Es war wie ein großes Klassentreffen der hauptamtlich und ehrenamtlich engagierten Männer und Frauen auf dem ökumenischen Kirchentag in Speyer. Lange hat es gedauert, bis wieder so ein Ereignis auf die Beine gestellt wurde. Nachwuchskräfte beider Konfessionen mischten sich unter das Volk und bekamen viel Aufmerksamkeit. Jugendliche waren da und feierten gemeinsam. Die Kirche in ihrer Vielfalt konnte erlebt werden. Es war ein bisschen mehr als die viel beschworene Selbstvergewisserung: „Hallo Welt, hier sind wir und so schön bunt.“ Gemeinsam war der Tenor: „Wir können uns als Kirche diese konfessionellen Grenzen nicht mehr leisten, die Gleichgültigkeit in der Gesellschaft gegenüber der christlichen Botschaft zwingt uns zu einem gemeinsamen Auftreten.“

Damit wir uns auf dem ökumenischen Parkett zurechtfinden, wurde der ökumenische Leitfaden verteilt. Beim Durchblättern kann man sehr schnell feststellen, dass dies eine Beschreibung der ökumenischen Wirklichkeit in unseren Gemeinden darstellt. Es ist ein Leitfaden, von dem man gespannt sein kann, wie er das ökumenische Miteinander beeinflussen wird. Manche Gemeinden und Menschen sind in Sachen Ökumene schon sehr viel weiter als es in diesem Leitfaden beschrieben steht.

Eines ist jedoch aufgefallen, wenigstens mir. In den bunten Gottesdiensten, besonders beim Schlussgottesdienst, war die eine Hälfte der Menschheit wenig präsent. Gemeint sind die, die im Wesentlichen kirchliche Arbeit tragen und auf der Gemeindeebene mit verantworten und immerhin etwas mehr als ein Drittel der Pfarrerschaft in der Evangelischen Kirche der Pfalz darstellen: Wir Frauen.

Bilder bilden die Wirklichkeit ab, könnte man da meinen. Da sei Gott vor. So soll die Ökumene nicht aussehen, nicht auf Kosten der Frauen.

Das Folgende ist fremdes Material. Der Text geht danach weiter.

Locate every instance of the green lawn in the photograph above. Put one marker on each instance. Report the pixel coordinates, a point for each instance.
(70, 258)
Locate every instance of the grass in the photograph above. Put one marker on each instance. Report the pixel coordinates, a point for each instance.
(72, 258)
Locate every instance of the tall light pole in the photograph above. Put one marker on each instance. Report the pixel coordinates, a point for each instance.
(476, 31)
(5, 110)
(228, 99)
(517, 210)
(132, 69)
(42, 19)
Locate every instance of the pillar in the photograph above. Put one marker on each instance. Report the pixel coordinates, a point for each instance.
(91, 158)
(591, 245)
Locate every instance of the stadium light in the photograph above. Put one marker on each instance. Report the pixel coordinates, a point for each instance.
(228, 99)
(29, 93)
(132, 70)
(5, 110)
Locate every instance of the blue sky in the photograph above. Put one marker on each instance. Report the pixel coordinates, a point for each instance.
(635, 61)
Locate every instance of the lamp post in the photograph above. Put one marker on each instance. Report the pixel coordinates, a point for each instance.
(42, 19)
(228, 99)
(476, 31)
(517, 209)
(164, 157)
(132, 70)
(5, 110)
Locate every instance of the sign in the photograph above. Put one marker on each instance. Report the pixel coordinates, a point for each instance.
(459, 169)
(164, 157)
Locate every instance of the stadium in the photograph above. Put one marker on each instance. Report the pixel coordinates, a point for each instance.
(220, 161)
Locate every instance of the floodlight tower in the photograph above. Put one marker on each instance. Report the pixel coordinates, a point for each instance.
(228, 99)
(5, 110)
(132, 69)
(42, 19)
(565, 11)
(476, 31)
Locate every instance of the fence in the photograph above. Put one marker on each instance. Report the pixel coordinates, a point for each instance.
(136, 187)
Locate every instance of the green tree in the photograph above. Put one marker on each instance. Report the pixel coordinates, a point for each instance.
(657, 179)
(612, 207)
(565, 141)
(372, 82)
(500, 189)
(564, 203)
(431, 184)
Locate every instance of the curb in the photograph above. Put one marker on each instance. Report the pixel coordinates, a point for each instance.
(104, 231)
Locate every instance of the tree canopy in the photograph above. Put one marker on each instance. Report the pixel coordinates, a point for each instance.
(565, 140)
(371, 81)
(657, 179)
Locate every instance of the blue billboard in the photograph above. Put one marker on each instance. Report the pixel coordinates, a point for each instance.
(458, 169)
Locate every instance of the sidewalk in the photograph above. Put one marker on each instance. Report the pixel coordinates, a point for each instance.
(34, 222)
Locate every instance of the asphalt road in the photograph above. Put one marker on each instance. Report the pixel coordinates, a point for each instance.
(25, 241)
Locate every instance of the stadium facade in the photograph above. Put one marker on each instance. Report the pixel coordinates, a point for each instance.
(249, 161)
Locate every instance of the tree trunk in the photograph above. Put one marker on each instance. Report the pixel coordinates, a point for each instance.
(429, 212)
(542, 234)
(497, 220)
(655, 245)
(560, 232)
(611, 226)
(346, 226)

Die Frauenordination bleibt ein strittiges Thema, das auch mit dem Abendmahl und der Eucharistiefeier zusammenhängt und im Leitfaden ziemlich (bewusst) ausgeklammert ist. 2018 feiern wir auch, neben der Kirchenunion, 60 Jahre Frauenordination [1] und Gleichstellung von Pfarrerinnen und Pfarrern in der Pfalz. Das sind mehrere Gründe, sich an diese Daten zu erinnern, wenn bedacht wird, welche Kämpfe und persönliche Opfer die Pionierinnen im Pfarramt der ersten Jahre bringen mussten. Heute ist es so selbstverständlich bei uns, dass Frauen die gleichen Ordinationsrechte haben und dazu eine Familie gründen können und heiraten. Auf diese Gleichstellung sind wir als evangelische Kirche besonders stolz. Es ist eines unserer sichtbaren Kennzeichen in der Öffentlichkeit, dass wir die Gemeinschaft von Frauen und Männern unter dem Kreuz gleichberechtigt teilen und versuchen zu leben.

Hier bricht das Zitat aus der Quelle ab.